Funnily enough, after the passage of CFMA, the newly unregulated ‘sophisticated parties’ immediately rushed out and did something so stupid that it nearly destroyed the global financial system.
See also: Greenspan to Wall Street: Drop dead
Sophisticated parties make bad decisions, too Before we remind ourselves exactly how they did this, let me make my main point: these so-called ‘sophisticated parties’ are not, in my humble opinion, any more sophisticated than other human beings, like you and me. They make just as many bad decisions, often driven by the same instincts of which they are barely conscious.

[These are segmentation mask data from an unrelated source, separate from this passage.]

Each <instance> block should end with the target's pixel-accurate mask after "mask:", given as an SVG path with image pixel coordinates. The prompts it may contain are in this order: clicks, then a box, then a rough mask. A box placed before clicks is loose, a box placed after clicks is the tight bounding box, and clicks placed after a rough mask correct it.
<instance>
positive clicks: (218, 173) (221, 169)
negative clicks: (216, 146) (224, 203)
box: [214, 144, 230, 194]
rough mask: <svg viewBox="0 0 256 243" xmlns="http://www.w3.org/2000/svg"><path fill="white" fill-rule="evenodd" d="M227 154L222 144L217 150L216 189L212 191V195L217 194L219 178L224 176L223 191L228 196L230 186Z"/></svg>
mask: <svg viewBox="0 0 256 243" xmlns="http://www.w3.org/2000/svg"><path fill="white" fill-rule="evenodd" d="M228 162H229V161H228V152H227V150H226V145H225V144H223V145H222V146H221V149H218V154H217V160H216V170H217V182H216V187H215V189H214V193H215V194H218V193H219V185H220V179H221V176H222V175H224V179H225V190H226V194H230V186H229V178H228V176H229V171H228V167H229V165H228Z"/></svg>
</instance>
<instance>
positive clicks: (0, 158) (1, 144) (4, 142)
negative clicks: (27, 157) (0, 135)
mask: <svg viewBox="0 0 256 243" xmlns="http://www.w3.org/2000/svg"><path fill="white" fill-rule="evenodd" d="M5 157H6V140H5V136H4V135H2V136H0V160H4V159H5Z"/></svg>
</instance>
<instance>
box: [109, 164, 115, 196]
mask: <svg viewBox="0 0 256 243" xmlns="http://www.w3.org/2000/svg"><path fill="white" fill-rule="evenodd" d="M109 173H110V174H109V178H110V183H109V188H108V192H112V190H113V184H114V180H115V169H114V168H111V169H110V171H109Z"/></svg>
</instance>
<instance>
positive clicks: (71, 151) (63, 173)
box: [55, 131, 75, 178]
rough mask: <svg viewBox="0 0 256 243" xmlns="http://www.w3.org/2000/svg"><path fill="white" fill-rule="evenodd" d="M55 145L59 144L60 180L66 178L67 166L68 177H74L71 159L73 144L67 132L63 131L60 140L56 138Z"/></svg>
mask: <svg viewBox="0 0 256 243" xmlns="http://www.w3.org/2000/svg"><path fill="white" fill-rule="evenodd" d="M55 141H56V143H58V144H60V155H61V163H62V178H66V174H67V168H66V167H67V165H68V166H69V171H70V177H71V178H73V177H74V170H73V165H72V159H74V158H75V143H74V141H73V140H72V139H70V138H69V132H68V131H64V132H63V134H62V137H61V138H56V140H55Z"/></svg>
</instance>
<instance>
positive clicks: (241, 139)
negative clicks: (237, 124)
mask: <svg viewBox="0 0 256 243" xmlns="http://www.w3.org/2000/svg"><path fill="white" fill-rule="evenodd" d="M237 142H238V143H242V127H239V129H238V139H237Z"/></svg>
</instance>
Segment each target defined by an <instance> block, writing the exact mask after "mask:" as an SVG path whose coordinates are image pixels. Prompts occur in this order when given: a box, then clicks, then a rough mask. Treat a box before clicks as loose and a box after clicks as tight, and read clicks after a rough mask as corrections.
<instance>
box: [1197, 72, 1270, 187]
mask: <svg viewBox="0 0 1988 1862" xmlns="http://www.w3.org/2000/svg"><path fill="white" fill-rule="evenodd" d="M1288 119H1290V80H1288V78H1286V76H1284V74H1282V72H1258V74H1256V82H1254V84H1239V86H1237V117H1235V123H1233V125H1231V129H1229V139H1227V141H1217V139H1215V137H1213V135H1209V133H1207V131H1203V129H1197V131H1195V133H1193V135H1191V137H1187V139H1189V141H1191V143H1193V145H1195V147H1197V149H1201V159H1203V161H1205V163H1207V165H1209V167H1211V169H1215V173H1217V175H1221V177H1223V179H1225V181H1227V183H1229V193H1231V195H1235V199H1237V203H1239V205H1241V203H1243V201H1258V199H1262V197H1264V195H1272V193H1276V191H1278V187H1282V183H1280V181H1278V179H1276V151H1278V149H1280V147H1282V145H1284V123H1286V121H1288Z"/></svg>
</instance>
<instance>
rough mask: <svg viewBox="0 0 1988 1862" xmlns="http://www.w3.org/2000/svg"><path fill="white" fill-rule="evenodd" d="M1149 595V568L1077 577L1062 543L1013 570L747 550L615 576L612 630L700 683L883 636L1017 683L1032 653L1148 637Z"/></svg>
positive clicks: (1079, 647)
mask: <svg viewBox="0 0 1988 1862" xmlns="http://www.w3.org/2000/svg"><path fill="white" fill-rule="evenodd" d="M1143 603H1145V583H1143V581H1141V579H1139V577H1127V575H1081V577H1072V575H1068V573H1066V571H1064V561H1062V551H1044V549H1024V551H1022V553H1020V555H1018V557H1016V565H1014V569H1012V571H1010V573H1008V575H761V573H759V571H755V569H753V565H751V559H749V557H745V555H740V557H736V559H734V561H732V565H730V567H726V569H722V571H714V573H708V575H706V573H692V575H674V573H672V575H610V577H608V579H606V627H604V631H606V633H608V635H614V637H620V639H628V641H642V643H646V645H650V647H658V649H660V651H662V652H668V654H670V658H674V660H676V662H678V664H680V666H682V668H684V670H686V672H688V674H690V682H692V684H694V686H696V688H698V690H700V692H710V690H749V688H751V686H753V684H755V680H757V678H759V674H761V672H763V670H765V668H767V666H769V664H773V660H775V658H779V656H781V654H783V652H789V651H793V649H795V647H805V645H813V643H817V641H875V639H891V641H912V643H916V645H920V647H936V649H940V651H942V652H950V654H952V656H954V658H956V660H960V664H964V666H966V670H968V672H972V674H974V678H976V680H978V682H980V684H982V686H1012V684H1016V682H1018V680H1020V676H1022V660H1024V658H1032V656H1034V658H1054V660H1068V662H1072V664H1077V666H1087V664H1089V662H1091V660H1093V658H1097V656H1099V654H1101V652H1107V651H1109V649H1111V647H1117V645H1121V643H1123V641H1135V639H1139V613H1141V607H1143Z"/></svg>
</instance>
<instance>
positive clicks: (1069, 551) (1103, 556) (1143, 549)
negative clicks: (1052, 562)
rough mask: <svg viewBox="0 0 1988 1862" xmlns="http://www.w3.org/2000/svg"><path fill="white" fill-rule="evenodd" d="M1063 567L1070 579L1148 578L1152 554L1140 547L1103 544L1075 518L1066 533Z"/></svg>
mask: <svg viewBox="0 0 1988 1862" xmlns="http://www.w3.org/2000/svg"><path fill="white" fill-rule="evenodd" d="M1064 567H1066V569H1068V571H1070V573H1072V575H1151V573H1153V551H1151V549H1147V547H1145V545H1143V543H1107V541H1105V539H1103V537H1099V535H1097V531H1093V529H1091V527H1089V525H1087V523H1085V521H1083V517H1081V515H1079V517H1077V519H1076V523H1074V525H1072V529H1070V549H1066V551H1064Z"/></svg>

They are swept up in booms and rushes; they find it almost impossible not to want a share of whatever particularly exciting piece of action happens to be going down at the moment. Why would they not? When everyone else is grabbing their share of some good thing, you’d be foolish not to try to get your own. Their bosses make decisions in exactly the same way, and corporations (banking firms, for example) worry about getting their share of a good thing just as much as any individual does. It is, after all, a jungle out there.
More than the entire world’s assets One of the problems with derivative contracts is that the sums of money involved are potentially, quite literally, limitless. A recent report by the consumer advocacy organization Public Citizen, called Forgotten lessons of deregulation, makes this point very forcefully. “Over-the-counter derivatives trading grew dramatically in the years following passage of the CFMA,” the report states. “The notional value of such trades [...] increased from $95.2 trillion in 2000 to $672.2 trillion in 2008 — a more than seven-fold increase. By contrast, the entire world’s assets in 2008 added up to only $178 trillion.”
Wow. So the trade in OTC derivatives in 2008 amounted to more than the assets of the entire world. This, of course, is quite possible, because a derivative is a contract that derives its value from some underlying asset, and more than one party can have a derivative position on the same underlying asset. But it makes you think, doesn’t it? Maybe these things really should be, you know, regulated?